Overall, North American quarterly revenue was up 18%, or 27% versus last year, on strength in U.S. shale production. The company saw weakness in offshore drilling in the Gulf of Mexico, but U.S. land revenue grew 42% sequentially as the industry’s rig count improved 23%.
Oil and natural gas producers flooded back to U.S. shale plays after oil prices returned to healthier levels.
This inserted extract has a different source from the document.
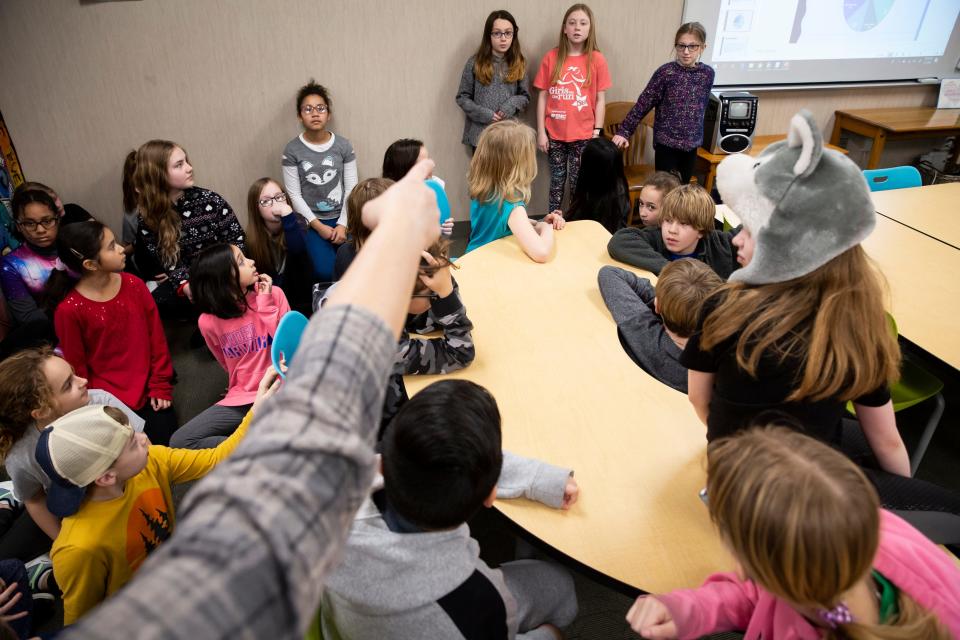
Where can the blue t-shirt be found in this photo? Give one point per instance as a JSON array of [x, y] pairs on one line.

Energy firms have also managed to cut costs associated with the expensive process of hydraulic fracturing.
Schlumberger noted that all of its U.S. land businesses were profitable in the second quarter, citing improved efficiency and higher pricing.
Crude oil averaged $48.15 per barrel during the quarter, up 5% percent year-over-year.
Schlumberger, the world’s largest provider of drilling equipment and software, expects international oil markets to follow North America’s lead.
“While the activity outlook in North America for the second half of the year remains robust, we are now also seeing more positive signs in the international markets with increases in activity and new project plans starting to emerge in several GeoMarkets,” said Schlumberger Chairman and CEO Paal Kibsgaard.
The Paris-based company reported pretax operating income that grew 27% to $950 million. On a per-share basis, earnings rose to 35 cents from 23 cents. Revenue increased 4.2% to $7.46 billion.
The results surpassed analysts’ estimates for earnings of 30 cents a share on revenue of $7.23 billion.